Most of the laid-off people had been hourly workers, that person said.
Early this month, Tesla Chief Executive Elon Musk told top managers he had a "super bad feeling" about the economy and that the maker of electric cars needed to cut staff by about 10%.
Later, the billionaire said that the 10% cuts would apply only to salaried workers and that hourly staff numbers were still expected to grow.
"Tesla clearly is in a major cost-cutting mode," said Raj Rajkumar, professor of electrical and computer engineering at Carnegie Mellon University. "This (staff reduction) likely indicates that 2Q 2022 has been pretty rough on the company due to the shutdown in Shanghai, raw material costs and supply chain problems."
Anti-pandemic measures in Shanghai have depressed Tesla's production there.
The laid-off person who spoke to Reuters said employees at the satellite office had previously been told that they would move to an office in Palo Alto in stages beginning this month after the San Mateo lease expired.
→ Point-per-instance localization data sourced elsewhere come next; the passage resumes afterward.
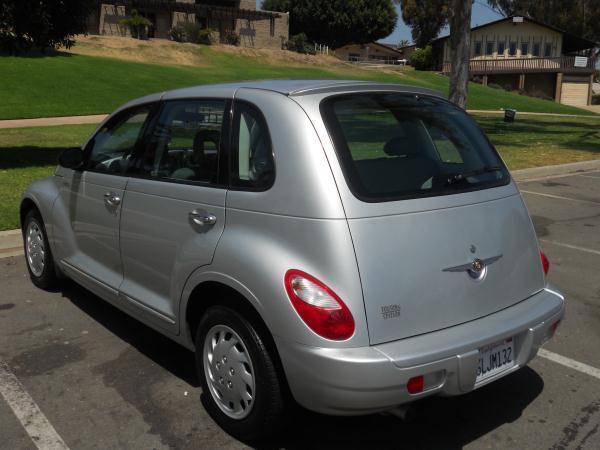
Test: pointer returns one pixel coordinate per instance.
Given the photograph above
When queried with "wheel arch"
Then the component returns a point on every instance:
(211, 289)
(27, 204)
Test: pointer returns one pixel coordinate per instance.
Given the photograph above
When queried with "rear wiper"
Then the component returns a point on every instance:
(454, 178)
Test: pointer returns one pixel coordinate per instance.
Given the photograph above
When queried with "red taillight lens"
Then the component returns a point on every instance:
(545, 262)
(415, 385)
(318, 306)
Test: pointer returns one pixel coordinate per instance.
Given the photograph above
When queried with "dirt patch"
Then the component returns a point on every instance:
(155, 51)
(162, 51)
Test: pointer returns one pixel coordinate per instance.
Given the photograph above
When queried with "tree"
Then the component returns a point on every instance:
(422, 58)
(426, 19)
(338, 22)
(460, 34)
(42, 24)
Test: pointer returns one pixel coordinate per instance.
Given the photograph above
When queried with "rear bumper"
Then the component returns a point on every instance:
(368, 379)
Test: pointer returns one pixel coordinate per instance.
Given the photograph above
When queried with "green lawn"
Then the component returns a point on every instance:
(533, 141)
(27, 154)
(77, 85)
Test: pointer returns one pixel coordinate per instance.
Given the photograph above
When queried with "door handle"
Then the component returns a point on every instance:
(202, 218)
(112, 199)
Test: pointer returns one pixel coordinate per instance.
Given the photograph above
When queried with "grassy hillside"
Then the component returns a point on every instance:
(75, 84)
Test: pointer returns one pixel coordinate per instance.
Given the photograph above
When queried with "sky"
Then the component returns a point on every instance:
(482, 13)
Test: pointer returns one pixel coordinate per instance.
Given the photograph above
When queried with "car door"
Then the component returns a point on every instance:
(173, 211)
(92, 198)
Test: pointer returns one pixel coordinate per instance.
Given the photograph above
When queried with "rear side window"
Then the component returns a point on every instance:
(393, 146)
(185, 142)
(112, 147)
(252, 163)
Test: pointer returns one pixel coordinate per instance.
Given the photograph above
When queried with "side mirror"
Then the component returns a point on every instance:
(71, 158)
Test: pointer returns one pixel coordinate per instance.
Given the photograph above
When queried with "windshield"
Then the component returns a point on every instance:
(393, 146)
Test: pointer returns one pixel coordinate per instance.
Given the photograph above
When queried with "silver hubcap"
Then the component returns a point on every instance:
(229, 372)
(34, 248)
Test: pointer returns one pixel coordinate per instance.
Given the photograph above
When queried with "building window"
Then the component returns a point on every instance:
(501, 48)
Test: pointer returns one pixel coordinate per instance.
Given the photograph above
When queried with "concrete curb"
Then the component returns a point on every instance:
(11, 243)
(561, 170)
(52, 121)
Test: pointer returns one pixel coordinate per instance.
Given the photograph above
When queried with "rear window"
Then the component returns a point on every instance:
(393, 146)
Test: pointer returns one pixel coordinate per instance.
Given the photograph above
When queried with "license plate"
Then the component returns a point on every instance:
(495, 358)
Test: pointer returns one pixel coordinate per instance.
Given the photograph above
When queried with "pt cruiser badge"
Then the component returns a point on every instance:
(476, 269)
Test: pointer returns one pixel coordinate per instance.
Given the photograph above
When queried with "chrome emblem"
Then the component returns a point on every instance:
(477, 269)
(477, 265)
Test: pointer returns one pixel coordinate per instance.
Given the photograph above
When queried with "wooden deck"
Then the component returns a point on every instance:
(563, 64)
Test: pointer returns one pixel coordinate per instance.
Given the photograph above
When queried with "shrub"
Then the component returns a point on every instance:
(232, 38)
(422, 58)
(41, 24)
(299, 43)
(138, 25)
(177, 34)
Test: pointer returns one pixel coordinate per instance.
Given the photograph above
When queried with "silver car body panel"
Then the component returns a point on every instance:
(371, 254)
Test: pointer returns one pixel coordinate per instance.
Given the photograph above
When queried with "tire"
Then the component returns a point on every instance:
(38, 256)
(264, 414)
But most of the workers were laid off on Tuesday.
"It was definitely kind of numbing," he said. "Yeah, we're definitely shocked; we're definitely blindsided."
Some workers expected Tesla to shift some of the jobs to lower-wage workers in Buffalo, New York, to save costs.
Tesla did not immediately respond to a Reuters request for comment.
Many people in Tesla's San Mateo office work on data annotation - reviewing and labeling various visuals collected from Tesla vehicles to teach the cars' Autopilot system how to handle certain kinds of road scenarios.
A number of Tesla data annotation employees said on Linkedin on Tuesday that they had been laid off.
"So kind of a disappointing day today. Myself along with almost the whole San Mateo Branch at Tesla just got laid off," Caeser Rosas, a data annotation specialist, said on a Linkedin post.
Bloomberg first reported about the San Mateo job cuts.
Musk has also said Tesla's new factories in Texas and Berlin are "gigantic money furnaces" losing billions of dollars.